6.2 Request lifecycle

For a typical remember call:

  1. Client sends POST /mcp with Authorization: Bearer JWT and JSON-RPC envelope.
  2. Tomcat dispatches to MCPServer.service(), which delegates to Kiss’s MCPServerBase.
  3. authenticate() validates the JWT via Kiss’s BearerTokenValidator: signature against the AS’s JWKS, iss against OAuthAuthorizationServer, aud against the resource identifier, exp against the clock, and any configured OAuthRequiredScopes. Validated tokens are cached for 60 seconds keyed by their SHA-256 hash so a chatty MCP session doesn’t re-verify the same JWT on every call.

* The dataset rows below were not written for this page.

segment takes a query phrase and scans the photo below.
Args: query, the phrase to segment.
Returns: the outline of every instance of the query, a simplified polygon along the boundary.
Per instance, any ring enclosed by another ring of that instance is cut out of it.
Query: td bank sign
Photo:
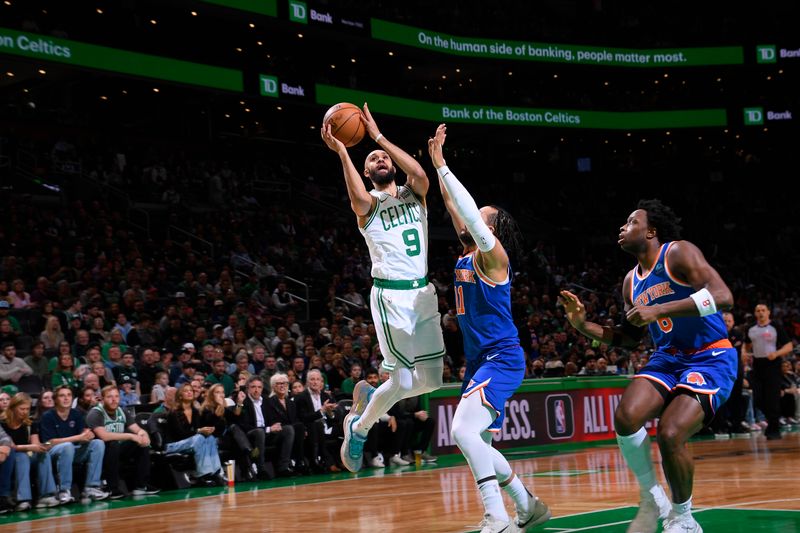
[[[270,96],[278,98],[282,94],[290,96],[305,96],[306,89],[302,85],[290,85],[278,81],[277,76],[270,76],[268,74],[258,75],[258,92],[261,96]]]
[[[785,111],[764,111],[763,107],[745,107],[744,108],[744,125],[745,126],[761,126],[764,121],[785,121],[792,120],[792,112]]]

Failure: 401 with an RFC 6750 / RFC 9728 WWW-Authenticate challenge pointing at /.well-known/oauth-protected-resource.
  4. The base class parses the JSON-RPC envelope and calls the appropriate handler — doRemember, doRecall, etc.
  5. The handler validates inputs against the tool’s schema, runs SecretScanner for write paths, normalizes tags, and calls MemoryService.
  6. MemoryService opens a fresh Connection from MainServlet.openNewConnection(), optionally invokes the EmbeddingProvider (one HTTP call out to OpenAI or whatever’s configured), and runs the SQL via MemoryRepository. The connection is closed with closeConnection(db, success), which commits on success=true and rolls back on false.
  7. The result is wrapped as a tool result and shipped back as JSON-RPC.

Recall is structurally similar but read-only: one embedding call for the query text, one vector-similarity SELECT, no transaction commit.